Ne l’appelez plus jamais le « Douanier Rousseau » ! Rompant avec cette appellation volontiers condescendante, laissant entendre qu’Henri Rousseau (1844-1910), surnommé le Douanier par Alfred Jarry pour son emploi de fonctionnaire dans les services de l’octroi à Paris n’aurait été qu’un peintre du dimanche, le musée de l’Orangerie à Paris rend hommage à son parcours artistique. Il met magnifiquement en évidence, dans une exposition d’une cinquantaine d’œuvres, l’art de la composition et des couleurs, la modernité des « portraits-paysages » et l’inventivité de cet artiste autodidacte qui, avec la rage de peindre et d’être reconnu, s’est formé en copiant les maîtres au Louvre, se plongeant totalement dans la peinture à l’âge de 49 ans en prenant sa retraite de l’octroi.

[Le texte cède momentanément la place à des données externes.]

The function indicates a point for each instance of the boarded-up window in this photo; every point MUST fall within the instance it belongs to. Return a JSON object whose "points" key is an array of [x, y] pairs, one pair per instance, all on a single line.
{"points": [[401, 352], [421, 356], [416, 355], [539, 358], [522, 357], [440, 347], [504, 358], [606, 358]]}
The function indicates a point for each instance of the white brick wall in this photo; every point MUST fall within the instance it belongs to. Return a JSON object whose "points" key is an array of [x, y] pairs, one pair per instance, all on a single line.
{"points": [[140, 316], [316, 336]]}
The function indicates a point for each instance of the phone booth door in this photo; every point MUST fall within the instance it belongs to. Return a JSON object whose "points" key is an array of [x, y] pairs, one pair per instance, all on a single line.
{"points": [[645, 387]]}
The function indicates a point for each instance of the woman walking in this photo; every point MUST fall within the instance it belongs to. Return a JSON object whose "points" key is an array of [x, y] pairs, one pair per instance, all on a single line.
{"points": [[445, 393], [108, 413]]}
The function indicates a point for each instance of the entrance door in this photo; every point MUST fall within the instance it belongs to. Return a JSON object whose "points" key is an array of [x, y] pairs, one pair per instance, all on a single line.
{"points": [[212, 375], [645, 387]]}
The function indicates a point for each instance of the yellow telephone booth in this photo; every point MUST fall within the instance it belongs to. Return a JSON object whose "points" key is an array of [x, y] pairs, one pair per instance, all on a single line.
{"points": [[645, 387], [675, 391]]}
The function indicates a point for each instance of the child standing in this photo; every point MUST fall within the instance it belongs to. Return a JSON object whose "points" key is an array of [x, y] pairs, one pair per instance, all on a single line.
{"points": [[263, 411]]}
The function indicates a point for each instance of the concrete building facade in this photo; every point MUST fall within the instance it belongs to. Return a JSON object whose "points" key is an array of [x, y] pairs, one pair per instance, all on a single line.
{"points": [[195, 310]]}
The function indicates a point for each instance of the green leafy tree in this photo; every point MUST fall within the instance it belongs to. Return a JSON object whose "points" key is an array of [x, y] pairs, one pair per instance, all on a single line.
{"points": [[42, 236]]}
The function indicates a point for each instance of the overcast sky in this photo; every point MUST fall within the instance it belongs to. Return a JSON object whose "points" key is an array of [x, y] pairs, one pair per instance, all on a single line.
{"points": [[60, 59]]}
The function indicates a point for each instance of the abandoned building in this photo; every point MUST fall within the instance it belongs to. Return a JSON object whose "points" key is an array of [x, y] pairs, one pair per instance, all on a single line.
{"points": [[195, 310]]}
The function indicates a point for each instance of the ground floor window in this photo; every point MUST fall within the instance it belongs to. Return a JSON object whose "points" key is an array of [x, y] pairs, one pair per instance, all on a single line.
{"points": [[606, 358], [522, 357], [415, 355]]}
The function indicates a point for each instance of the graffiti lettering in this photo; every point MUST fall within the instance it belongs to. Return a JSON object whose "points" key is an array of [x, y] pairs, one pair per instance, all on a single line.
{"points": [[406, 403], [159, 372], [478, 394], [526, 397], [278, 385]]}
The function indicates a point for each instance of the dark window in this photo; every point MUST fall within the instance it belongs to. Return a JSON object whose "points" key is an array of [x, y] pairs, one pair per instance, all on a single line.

Ses pairs déjà ne s’étaient pas trompés sur le talent de cet artiste déroutant à la peinture pas si naïve. Tels de son vivant, Guillaume Apollinaire, Robert Delaunay ou Pablo Picasso qui achètera plusieurs tableaux, dont l’imposant Portrait de femme (1895). Puis, après sa mort, des poètes de dada et du surréalisme, dont Tristan Tzara et André Breton. Mais surtout de grands collectionneurs et marchands avisés. À commencer par Paul Guillaume (dont la collection constitue le cœur du musée de l’Orangerie) qui posséda jusqu’à cinquante œuvres de l’artiste et en fit acheter dix-huit au collectionneur américain Albert Barnes. C’est d’ailleurs grâce à une coopération inédite avec la Fondation Barnes de Philadelphie, que l’exposition accueille neuf œuvres qui n’avaient jamais été prêtées ; les statuts de la fondation -récemment modifiés- le permettant désormais.

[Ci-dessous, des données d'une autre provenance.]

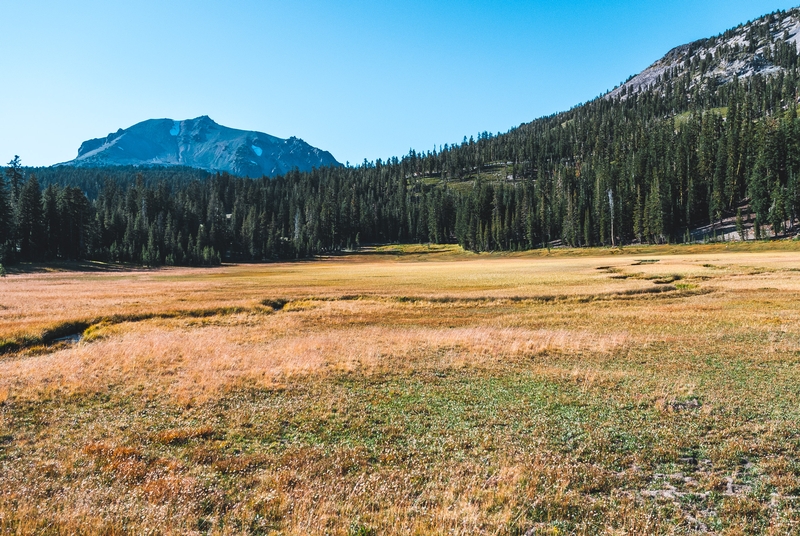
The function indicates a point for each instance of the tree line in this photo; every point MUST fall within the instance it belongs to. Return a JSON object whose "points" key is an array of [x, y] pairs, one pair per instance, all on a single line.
{"points": [[646, 166]]}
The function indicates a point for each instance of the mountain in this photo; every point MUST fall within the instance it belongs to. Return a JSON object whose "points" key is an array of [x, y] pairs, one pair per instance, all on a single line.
{"points": [[201, 143], [760, 47]]}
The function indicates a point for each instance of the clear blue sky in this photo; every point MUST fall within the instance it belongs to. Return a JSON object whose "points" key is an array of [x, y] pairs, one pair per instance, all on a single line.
{"points": [[362, 79]]}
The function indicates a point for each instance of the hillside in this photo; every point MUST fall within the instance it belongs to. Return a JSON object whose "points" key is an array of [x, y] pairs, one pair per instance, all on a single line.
{"points": [[200, 143], [757, 48]]}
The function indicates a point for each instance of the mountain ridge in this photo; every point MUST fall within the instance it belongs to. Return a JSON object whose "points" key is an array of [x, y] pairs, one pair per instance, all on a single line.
{"points": [[201, 143], [741, 52]]}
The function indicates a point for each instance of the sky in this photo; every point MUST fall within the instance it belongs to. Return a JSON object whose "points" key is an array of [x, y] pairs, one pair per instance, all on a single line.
{"points": [[361, 79]]}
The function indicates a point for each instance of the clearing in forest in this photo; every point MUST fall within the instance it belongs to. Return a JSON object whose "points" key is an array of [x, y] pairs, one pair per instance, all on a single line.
{"points": [[416, 390]]}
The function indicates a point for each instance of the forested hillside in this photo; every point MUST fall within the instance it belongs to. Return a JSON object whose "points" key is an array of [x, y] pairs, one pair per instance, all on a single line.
{"points": [[646, 163]]}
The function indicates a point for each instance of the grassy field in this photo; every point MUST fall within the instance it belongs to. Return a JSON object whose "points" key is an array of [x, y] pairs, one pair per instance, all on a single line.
{"points": [[408, 390]]}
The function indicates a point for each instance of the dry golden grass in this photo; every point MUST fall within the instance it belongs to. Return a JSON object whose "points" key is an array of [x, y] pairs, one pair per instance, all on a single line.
{"points": [[411, 391]]}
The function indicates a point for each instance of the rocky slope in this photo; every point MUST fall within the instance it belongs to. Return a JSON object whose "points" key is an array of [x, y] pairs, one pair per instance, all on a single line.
{"points": [[201, 143], [757, 47]]}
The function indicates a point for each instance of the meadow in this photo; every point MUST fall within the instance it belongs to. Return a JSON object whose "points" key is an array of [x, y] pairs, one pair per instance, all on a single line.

Organisé en six sections, le parcours -non chronologique- révèle d’emblée l’ambition de la peinture de ce natif de Laval (Mayenne) qui loue son premier atelier à Paris en 1885, travaillant seul « sans autre maître que la nature, et quelques conseils reçus de Gérôme et de Clément », envoyant dès 1886 un tableau au Salon des Indépendants.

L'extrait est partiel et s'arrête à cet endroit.